The United Nations and Amnesty International say as many as 5,000 people may have been killed. The Southern Cameroons Interim Government has reported death tolls in the thousands. Journalists and international human rights organizations haven’t been able to access the Southern Cameroons territory.
While the death toll remains uncertain, we of the Cameroon Concord Group can now reveal that the once formidable Rapid Intervention Battalion known as BIR has been demystified and many of its members are biting the dust in the jungles of Southern Cameroons.
The so-called BIR that was thought to be among Africa’s best militaries have been unable to stop a hastily assembled ragtag group of fighters now being referred to as Ambazonia Restoration Force.
There are so many issues involved in this prominent and successful failure on the part of the Cameroon government military and they include the francophonising of the army recruitment process, lack of a unified command structure, poor equipment, low morale and corruption among army generals and colonels.
Scores within the Cameroon government military have faced secret courts-martials in Buea, Douala and Yaoundé in recent months for disobeying orders and, in many instances, refusing deployment to Southern Cameroons.
A prominent army general stationed in Buea at the beginning of the conflict, openly complained that his men were underequipped and that high-ranking military officials were bilking the country of money meant to fight the Southern Cameroons war was replaced by President Biya. Complaints of a lack of equipment are a taboo within the Cameroon government army.
The 88-year-old Head of State and Commander-In-Chief has done everything including sending in additional troops and giving them expanded powers to fight the Southern Cameroons Self Defense Forces. President Biya’s troop surge is still not enough, nor is his tactics suitable for countering a group of determined young men and women whose hunting rifles have now been replaced with more sophisticated killing machines.

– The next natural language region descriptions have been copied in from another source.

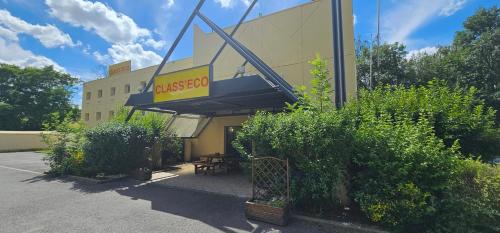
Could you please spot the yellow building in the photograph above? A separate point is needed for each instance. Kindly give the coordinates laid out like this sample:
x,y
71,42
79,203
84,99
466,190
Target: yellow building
x,y
284,40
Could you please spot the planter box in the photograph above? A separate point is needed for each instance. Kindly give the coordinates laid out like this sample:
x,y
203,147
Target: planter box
x,y
266,213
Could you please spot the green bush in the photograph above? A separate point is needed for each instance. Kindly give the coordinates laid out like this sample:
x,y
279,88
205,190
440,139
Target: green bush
x,y
316,146
404,154
155,124
114,148
473,202
453,114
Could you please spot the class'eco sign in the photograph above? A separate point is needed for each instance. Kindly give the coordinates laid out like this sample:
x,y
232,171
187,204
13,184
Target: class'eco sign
x,y
184,84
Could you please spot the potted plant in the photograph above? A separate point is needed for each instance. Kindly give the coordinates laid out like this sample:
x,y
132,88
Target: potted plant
x,y
144,170
275,211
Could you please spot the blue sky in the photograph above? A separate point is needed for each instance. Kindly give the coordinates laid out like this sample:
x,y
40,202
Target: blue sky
x,y
81,37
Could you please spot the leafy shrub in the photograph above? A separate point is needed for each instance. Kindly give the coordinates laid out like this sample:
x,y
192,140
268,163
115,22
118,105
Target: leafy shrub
x,y
155,124
403,153
114,148
316,146
401,172
64,155
453,114
473,202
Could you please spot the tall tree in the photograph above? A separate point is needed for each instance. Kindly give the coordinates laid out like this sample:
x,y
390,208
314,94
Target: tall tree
x,y
30,97
477,47
392,66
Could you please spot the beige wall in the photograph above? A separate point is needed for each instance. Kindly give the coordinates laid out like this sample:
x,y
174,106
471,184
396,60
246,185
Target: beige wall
x,y
108,103
285,40
21,140
211,140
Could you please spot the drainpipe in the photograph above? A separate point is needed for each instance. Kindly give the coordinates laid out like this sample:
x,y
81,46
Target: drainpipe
x,y
338,54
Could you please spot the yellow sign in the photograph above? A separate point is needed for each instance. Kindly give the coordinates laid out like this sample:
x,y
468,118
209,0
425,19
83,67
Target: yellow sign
x,y
184,84
122,67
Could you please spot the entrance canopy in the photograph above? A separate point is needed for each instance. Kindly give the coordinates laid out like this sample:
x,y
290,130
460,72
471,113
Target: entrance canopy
x,y
227,97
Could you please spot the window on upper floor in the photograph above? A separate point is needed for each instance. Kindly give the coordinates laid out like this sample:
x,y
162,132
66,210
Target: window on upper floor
x,y
127,88
143,86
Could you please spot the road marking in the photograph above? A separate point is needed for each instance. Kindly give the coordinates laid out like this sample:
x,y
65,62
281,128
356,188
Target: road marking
x,y
22,170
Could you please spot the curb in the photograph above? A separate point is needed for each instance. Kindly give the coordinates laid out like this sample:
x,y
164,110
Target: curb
x,y
196,190
343,225
94,181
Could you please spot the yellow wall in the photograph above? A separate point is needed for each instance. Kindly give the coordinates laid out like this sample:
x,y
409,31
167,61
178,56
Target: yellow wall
x,y
21,140
285,40
211,139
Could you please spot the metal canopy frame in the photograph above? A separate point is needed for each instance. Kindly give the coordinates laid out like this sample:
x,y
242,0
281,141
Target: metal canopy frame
x,y
272,77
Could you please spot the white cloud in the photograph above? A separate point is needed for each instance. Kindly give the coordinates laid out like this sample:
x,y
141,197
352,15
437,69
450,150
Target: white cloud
x,y
102,58
12,53
425,50
226,3
127,39
140,57
452,7
49,35
8,34
400,21
170,3
110,25
157,45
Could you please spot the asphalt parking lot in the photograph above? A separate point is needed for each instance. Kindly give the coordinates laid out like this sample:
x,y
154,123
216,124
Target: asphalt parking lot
x,y
31,202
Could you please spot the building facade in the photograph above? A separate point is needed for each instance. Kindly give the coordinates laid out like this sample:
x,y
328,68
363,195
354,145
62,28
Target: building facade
x,y
285,40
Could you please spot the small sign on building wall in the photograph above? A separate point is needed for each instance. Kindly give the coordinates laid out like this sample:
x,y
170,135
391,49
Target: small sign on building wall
x,y
122,67
184,84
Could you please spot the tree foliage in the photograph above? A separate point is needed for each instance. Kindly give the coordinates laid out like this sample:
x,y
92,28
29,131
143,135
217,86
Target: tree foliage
x,y
472,60
30,97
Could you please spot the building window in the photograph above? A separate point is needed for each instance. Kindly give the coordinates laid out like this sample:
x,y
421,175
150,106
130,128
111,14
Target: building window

We understand that the Cameroon government army does not have sufficient armies deployed in the Far North to protect the civilian population against Boko Haram and the Biya Francophone regime in Yaoundé is also not able to put enough soldiers on the ground in Southern Cameroons.
Meanwhile, the Cameroon military is now a constituency within the Cameroon political structure and its strength has developed in the past four years as the balance of state power in Yaoundé has shifted from civilian members of government to military generals.
Ever since the emergence of Boko Haram, the conflict in the Central African Republic and the war in Southern Cameroons, Biya and his ruling CPDM crime syndicate have found it necessary to feed the military leadership as a way to protect their power.
Correspondingly, army generals and colonels have everything while the Cameroonian security is being underfunded and is currently under-manpowered.